Reprieve’s Life After Guantánamo Caseworker, Katie Taylor said: “The worst nightmares of Aziz and his family have been realised—Algeria is persisting in its unlawful treatment of him. It is appalling that he should be perpetually punished for the same discredited allegation which the US cleared him of years ago.”
Notes to editors:
1. For further information please contact Donald Campbell in Reprieve’s press office on +44 (0) 20 7427 1082 / (0) 7791 755 415 or go to http://www.reprieve.org.uk/cases/abdulaziznaji/.
2. Abdul Aziz Naji is represented in the US by Ellen Lubell and Doris Tennant at Tennant Lubell LLC. The following profile was prepared by his counsel and the Center for Constitutional Rights:Mr. Naji was born in Batna, Algeria in 1975. After sixth grade, he began work in his father’s blacksmith shop and later completed his required military service in the Algerian Army. After his service, Mr. Naji, like many young Muslims, travelled to Mecca on pilgrimage and then, during early 2001, worked briefly with a reputable Pakistani charity, providing humanitarian assistance to needy Muslims and Christians in Kashmir. Offering to volunteer his services was important to his religious beliefs. While carrying food and clothing to poor villages one night with a group of other volunteers, Mr. Naji stepped on a landmine (one of many unexploded ordnance that lace the region) and sustained a serious injury, resulting in the loss of his lower right leg. He was taken to a hospital in Lahore, Pakistan where he was treated for several months and fit with a prosthetic leg. He spent many months after that in rehabilitation, living with a few generous families in the city who offered to board him. An amputee with few resources and in need of the most basic assistance, Mr. Naji was directed by acquaintances to an Algerian in Peshawar to help find a wife. While visiting this man in May 2002, he and his host were arrested during a raid of the man’s house by Pakistani police, one of the many house raids in the area. The reason for the arrests was never explained. In fact, the Pakistanis told Mr. Naji that they would release him. But instead, he was taken by Americans stationed in Peshawar and transferred first to Bagram and then to Guantánamo where he was held for eight years without charge or trial before being forcibly repatriated to Algeria.
3. Reprieve, a legal action charity, uses the law to enforce the human rights of prisoners, from death row to Guantánamo Bay.

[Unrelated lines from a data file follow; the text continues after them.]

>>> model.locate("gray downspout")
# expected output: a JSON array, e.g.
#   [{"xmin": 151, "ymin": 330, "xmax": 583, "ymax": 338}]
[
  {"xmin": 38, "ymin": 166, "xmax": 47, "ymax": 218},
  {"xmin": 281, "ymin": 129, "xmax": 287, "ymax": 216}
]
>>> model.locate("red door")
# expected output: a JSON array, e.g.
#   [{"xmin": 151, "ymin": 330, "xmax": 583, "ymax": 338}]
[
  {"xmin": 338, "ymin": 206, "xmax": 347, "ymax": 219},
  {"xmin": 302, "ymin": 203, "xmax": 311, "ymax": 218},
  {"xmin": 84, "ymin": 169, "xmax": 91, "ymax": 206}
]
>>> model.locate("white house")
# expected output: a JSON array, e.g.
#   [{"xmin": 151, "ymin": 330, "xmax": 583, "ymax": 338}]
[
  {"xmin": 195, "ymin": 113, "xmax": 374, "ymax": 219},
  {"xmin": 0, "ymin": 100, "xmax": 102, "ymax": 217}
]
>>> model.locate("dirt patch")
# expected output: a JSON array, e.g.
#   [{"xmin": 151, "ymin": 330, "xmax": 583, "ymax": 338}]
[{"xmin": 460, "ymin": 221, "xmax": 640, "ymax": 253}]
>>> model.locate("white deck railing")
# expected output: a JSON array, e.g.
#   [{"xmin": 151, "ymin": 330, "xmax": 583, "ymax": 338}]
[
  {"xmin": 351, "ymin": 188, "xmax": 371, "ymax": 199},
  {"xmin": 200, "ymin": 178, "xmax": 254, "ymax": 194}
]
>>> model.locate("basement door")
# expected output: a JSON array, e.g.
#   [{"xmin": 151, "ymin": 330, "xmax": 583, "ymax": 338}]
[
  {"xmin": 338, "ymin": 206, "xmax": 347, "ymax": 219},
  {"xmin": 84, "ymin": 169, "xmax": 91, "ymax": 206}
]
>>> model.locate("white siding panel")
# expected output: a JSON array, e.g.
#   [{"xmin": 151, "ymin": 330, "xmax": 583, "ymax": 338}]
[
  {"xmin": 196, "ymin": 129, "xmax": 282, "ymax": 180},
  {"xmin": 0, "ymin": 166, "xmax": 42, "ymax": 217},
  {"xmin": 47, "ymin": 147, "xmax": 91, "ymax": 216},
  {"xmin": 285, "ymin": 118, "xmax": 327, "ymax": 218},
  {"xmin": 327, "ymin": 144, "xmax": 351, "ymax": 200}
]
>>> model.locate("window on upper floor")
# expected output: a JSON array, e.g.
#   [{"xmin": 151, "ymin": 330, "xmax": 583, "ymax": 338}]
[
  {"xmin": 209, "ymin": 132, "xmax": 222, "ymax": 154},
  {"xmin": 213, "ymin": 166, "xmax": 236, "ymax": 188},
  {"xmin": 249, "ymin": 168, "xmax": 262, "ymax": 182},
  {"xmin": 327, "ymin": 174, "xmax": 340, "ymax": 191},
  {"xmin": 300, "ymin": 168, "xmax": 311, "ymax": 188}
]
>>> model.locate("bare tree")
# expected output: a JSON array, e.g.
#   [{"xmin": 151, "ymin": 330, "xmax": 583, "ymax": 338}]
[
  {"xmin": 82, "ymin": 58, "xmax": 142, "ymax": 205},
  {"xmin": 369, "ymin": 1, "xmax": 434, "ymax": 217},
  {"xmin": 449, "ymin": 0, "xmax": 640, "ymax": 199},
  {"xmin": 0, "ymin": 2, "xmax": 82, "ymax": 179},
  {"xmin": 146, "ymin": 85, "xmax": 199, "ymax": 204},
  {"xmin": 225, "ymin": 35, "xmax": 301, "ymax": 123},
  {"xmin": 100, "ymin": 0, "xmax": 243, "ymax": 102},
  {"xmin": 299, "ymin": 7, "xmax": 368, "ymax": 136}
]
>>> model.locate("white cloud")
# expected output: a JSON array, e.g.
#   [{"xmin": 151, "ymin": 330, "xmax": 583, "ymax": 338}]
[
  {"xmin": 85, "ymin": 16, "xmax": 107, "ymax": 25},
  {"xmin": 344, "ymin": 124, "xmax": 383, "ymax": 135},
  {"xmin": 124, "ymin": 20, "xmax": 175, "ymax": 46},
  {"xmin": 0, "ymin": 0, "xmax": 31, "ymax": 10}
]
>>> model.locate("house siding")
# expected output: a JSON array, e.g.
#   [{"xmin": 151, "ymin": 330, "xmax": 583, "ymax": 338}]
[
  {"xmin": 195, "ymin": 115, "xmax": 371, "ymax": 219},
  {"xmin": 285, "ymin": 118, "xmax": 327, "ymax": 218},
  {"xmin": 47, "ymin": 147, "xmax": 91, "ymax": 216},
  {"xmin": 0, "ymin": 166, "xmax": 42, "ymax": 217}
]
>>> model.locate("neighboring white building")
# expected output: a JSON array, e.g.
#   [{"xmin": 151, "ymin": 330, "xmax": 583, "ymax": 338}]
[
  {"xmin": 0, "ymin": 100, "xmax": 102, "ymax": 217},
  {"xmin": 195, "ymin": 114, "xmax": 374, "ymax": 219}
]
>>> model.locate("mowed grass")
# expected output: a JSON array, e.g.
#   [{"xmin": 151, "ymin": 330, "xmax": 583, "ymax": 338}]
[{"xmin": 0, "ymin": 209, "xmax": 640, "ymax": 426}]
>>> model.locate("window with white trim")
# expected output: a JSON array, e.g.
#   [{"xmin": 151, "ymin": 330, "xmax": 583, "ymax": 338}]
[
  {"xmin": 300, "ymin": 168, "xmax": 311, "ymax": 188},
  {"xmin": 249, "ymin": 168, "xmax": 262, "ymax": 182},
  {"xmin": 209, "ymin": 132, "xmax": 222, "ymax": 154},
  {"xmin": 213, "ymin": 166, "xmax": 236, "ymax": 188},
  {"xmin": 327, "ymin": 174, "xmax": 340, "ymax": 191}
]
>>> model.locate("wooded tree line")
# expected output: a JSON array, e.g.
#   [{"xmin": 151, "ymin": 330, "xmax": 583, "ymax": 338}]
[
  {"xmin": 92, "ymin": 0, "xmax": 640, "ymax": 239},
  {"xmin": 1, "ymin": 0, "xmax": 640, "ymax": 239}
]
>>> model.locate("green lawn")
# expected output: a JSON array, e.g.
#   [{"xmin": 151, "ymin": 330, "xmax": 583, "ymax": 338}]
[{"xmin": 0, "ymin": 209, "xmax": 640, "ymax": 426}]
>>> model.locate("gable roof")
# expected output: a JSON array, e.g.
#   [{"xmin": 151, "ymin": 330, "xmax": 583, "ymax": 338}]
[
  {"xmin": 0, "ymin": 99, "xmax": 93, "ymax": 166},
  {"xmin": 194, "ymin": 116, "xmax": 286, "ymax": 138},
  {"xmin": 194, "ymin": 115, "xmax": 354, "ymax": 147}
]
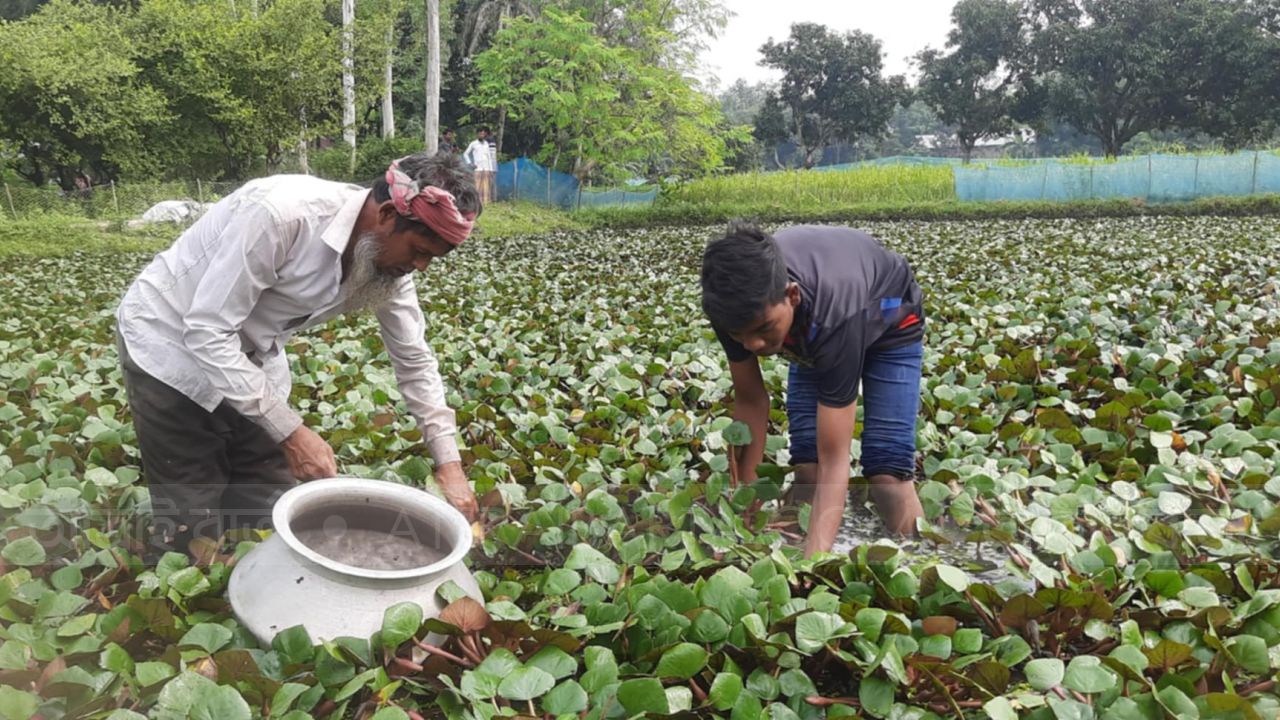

Reprieve investigates, litigates and educates, working on the frontline, to provide legal support to prisoners unable to pay for it themselves. Reprieve promotes the rule of law around the world, securing each person’s right to a fair trial and saving lives. Clive Stafford Smith is the founder of Reprieve and has spent 25 years working on behalf of people facing the death penalty in the USA.Reprieve’s current casework involves representing 15 prisoners in the US prison at Guantánamo Bay, assisting over 70 prisoners facing the death penalty around the world, and conducting ongoing investigations into the rendition and the secret detention of ‘ghost prisoners’ in the so-called ‘war on terror.’